Gli obiettivi Russar rappresentano indiscutibilmente una pietra miliare nella storia dell’ottica fotografica. La loro resa qualitativa è da considerare mediocre solo se confrontata con la produzione contemporanea. L’incredibile ed innovativo schema ottico del Russar fu calcolato nel 1935 da Mikhail Mikhailovich Rusinov e pose le basi della fotografia supergrandangolare. L’originalità dello schema ottico rappresentò davvero un enorme passo avanti nello sviluppo di ottiche supergrandangolari, tanto che i rinomati obiettivi Zeiss Biogon e Schneider Super Angulon furono poi sviluppati sulla falsariga del Russar.

Massimo Vespignani - Faenza - Fotografia

Mikhail Mikhailovich Rusinov fu anche compositore e pianista appassionato.

(Fonte: Microsites Lomography)


Massimo Vespignani - Faenza - Fotografia

Pare che la sigla MR incisa sui Russar indichi le iniziali del geniale progettista Mikhail Rusinov.

Ma non è sulle caratteristiche tecniche e ottiche che voglio soffermarmi, bensì su un clamoroso ed incredibile errore commesso dall’addetto alle incisioni.

Va detto, per chi non lo sapesse, che gli obiettivi fotografici recano incisa sul barilotto la scala della profondità di campo, una scala che si ripete speculare a destra e a sinistra della tacca di riferimento della messa a fuoco. In quell’epoca – dopoguerra - la scala veniva incisa manualmente sul metallo ed altrettanto manualmente veniva verniciata facendo colare la vernice all’interno dei piccoli solchi.

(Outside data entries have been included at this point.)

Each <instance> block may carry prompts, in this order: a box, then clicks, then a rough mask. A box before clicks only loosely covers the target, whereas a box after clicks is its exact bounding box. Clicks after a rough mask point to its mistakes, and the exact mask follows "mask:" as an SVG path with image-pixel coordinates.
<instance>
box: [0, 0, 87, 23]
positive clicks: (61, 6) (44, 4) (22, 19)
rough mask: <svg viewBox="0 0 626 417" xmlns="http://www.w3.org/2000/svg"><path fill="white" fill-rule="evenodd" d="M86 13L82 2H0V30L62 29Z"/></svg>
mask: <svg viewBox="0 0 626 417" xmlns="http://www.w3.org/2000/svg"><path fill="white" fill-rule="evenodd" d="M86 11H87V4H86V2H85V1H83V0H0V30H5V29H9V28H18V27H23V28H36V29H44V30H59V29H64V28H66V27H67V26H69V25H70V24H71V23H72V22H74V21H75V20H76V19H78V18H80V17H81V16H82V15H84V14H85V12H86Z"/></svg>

Per un fotografo rappresentava un riferimento di grande importanza e utilità, soprattutto su un obiettivo come questo che, non essendo accoppiato al telemetro, necessitava assolutamente di una scala che indicasse l’estensione della zona nitida.

Diamo ora un’occhiata alla scala della profondità di campo incisa sul mio obiettivo Russar e osserviamo attentamente i valori di diaframma incisi a destra e a sinistra della tacca di riferimento della messa a fuoco.

Sulla destra compaiono correttamente incisi i valori 5,6 – 8 – 11 – 16, mentre sulla sinistra compaiono 5,6 – 11 – 16 – 16.

Massimo Vespignani - Faenza - Fotografia
Massimo Vespignani - Faenza - Fotografia

Come si può notare, sia nell’immagine che nel disegno esemplificativo, sulla parte sinistra è stata dimenticata l’incisione del valore 8 ed è stato inciso due volte il valore 16.

Se mi si passa il paragone, è come se sul quadrante di un orologio fossero indicate solo undici ore anziché dodici e, per di più, una di esse si presentasse ripetuta due volte: un bel rompicapo per chi ha bisogno di sapere l’ora esatta!

 

Che dire di questo infortunio? Mi pare evidente che l’errore è frutto di una svista dell’addetto all’incisione il quale - diciamo così - deve essersi distratto un attimo.

Oso immaginare che quell’addetto all’incisione si sia accorto dell’errore quando ormai la frittata era fatta e che abbia probabilmente scrollato le spalle sperando che nessuno si sarebbe accorto della svista. Effettivamente non è un errore che si nota a primo colpo d’occhio e devo ammettere di essermene accorto parecchi anni dopo che ero venuto in possesso di questo Russar. Il mio esemplare è molto sciupato e di scarso valore commerciale ma questo curioso errore lo rende rarissimo e presumibilmente unico al mondo. Un esemplare, insomma, che richiama alla mente il titolo di una vecchia canzone: “Come te non c’è nessuno”.